Joe Walker On Ajax Architecture

Joe Walker of DWR fame has written an interesting piece on Ajax Architecture here, questioning how the existing round of web frameworks measure up to Ajax. He describes the extreme case in which most processing logic is moved into the Javascript code, and the server is relegated to providing data feeds.

It’s a topic that I’ve given a lot of thought to in my own Ajax coding, and in writing the book for Manning (see Chapter 5 for my full take on these topics when it comes out).

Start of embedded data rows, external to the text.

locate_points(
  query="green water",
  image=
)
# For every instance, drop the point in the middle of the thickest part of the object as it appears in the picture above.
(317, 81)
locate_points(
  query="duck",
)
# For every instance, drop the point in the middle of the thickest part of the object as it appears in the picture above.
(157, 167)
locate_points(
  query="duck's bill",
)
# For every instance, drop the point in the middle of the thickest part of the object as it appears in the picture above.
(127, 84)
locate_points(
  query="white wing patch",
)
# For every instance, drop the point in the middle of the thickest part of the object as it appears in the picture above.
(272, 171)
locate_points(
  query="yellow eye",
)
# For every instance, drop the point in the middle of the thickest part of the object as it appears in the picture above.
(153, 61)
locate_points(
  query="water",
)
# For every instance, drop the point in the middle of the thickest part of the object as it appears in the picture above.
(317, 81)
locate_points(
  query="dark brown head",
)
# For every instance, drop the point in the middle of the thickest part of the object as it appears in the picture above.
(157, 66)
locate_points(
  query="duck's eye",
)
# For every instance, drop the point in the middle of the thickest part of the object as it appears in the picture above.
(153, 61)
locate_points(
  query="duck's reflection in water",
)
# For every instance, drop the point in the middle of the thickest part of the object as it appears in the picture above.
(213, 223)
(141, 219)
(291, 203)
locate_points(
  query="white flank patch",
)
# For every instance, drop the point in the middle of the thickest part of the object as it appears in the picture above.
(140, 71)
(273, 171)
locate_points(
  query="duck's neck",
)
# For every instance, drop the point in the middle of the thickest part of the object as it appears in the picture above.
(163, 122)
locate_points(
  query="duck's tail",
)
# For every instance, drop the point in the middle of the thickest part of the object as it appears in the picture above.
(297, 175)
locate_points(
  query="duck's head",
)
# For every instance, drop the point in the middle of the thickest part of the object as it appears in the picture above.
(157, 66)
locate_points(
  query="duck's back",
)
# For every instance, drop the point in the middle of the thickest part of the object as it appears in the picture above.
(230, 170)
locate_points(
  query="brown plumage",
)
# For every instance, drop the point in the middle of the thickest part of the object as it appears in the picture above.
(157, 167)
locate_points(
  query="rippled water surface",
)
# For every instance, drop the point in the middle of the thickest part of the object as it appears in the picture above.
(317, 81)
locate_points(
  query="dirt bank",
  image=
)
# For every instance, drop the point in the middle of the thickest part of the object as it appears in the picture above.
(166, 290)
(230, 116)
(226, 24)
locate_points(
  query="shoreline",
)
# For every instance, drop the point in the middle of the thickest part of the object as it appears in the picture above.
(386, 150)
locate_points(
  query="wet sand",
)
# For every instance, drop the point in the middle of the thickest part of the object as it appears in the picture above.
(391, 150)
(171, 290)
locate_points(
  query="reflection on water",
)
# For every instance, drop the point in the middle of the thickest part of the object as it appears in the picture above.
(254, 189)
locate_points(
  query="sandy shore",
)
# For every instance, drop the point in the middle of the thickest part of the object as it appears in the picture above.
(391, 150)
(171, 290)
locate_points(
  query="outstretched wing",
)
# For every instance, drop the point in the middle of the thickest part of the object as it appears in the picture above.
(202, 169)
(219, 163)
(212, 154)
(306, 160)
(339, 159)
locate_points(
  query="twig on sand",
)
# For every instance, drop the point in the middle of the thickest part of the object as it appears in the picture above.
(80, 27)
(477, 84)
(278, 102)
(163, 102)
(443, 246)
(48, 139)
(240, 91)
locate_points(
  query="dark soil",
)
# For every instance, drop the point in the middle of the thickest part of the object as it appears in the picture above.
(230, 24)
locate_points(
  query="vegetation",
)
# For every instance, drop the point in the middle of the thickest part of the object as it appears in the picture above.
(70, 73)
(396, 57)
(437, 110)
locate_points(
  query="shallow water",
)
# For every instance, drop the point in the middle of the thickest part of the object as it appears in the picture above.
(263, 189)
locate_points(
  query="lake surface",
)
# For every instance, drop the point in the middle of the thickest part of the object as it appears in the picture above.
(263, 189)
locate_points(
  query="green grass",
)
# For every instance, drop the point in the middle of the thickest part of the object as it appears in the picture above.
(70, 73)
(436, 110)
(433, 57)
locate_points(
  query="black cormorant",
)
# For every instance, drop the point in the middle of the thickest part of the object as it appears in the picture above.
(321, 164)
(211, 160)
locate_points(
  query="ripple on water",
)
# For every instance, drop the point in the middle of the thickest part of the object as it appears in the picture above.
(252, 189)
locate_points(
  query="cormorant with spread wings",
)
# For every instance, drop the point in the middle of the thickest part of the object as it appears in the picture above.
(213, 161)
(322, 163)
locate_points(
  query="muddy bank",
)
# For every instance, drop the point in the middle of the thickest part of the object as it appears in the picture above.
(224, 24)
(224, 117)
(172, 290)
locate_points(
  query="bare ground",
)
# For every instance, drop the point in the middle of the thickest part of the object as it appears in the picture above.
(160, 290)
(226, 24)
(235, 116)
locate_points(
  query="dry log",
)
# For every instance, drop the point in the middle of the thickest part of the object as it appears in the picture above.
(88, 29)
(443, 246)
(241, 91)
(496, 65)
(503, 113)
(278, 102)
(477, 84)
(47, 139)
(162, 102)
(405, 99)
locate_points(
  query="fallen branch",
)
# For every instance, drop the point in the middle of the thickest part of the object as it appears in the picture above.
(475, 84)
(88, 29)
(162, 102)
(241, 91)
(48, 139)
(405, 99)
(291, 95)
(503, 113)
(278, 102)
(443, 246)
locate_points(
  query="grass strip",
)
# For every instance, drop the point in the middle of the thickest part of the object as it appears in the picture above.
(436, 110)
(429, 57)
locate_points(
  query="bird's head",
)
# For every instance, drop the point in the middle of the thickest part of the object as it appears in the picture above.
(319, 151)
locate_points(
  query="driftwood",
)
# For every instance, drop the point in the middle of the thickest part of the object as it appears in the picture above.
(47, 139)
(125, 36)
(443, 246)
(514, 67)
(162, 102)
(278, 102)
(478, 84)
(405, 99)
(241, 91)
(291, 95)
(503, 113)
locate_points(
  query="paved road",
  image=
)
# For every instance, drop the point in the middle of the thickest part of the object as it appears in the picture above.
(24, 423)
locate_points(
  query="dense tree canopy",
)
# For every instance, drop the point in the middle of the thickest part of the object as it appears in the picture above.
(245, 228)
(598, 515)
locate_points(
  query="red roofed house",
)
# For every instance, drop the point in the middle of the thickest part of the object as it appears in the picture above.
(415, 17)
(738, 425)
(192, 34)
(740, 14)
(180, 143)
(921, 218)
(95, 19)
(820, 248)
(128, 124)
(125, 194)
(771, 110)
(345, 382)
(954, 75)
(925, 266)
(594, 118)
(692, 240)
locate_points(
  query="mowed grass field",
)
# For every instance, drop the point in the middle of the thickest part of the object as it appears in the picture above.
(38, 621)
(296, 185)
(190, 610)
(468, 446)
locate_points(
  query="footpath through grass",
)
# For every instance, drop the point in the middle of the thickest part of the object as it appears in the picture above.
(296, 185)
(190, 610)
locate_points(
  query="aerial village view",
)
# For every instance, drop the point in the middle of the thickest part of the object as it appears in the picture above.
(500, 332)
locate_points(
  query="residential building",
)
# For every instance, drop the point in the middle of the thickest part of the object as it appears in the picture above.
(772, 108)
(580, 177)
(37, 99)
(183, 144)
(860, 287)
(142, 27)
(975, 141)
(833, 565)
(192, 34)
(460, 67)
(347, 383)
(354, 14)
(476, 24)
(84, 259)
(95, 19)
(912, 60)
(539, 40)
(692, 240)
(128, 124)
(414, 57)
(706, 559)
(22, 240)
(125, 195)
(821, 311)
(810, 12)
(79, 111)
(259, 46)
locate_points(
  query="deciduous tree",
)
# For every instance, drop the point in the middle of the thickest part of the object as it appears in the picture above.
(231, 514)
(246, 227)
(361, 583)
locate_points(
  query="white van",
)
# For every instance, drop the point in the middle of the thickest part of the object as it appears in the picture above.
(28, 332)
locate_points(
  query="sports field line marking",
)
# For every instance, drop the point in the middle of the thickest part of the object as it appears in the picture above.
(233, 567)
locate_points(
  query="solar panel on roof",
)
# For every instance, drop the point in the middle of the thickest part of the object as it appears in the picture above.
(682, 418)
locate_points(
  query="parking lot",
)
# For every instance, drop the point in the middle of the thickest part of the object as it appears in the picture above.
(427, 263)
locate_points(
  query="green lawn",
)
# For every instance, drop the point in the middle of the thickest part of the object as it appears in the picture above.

It’s nice to move as much of the Domain Model/Business Logic as possible up into the web browser - for better responsiveness - but, at the same time, there are all sorts of things that can only be done on the server, such as database connectivity, accessing legacy services or third-party libraries that don’t happen to be written in javascript, etc. And no, opening up your database to any old query submitted in the URL querystring is definitely NOT the answer to this!

So, we’re kind of stuck with a split domain model, partly implemented on the client, and partly on the server. A recipe for complexity, if not downright trouble. The best solution that I’ve come up with so far is to think of the srver-side domain model as the master, and the client-side model as a slave, providing only as much model as required to improve responsiveness, and delegating to the server where it makes sense.

I’m the first to agree that that’s a very hand-wavey kind of solution, and there’s still a lot of thinking and doing still to go on this topic. Any fellow hand-wavers welcome to pitch in their $0.02.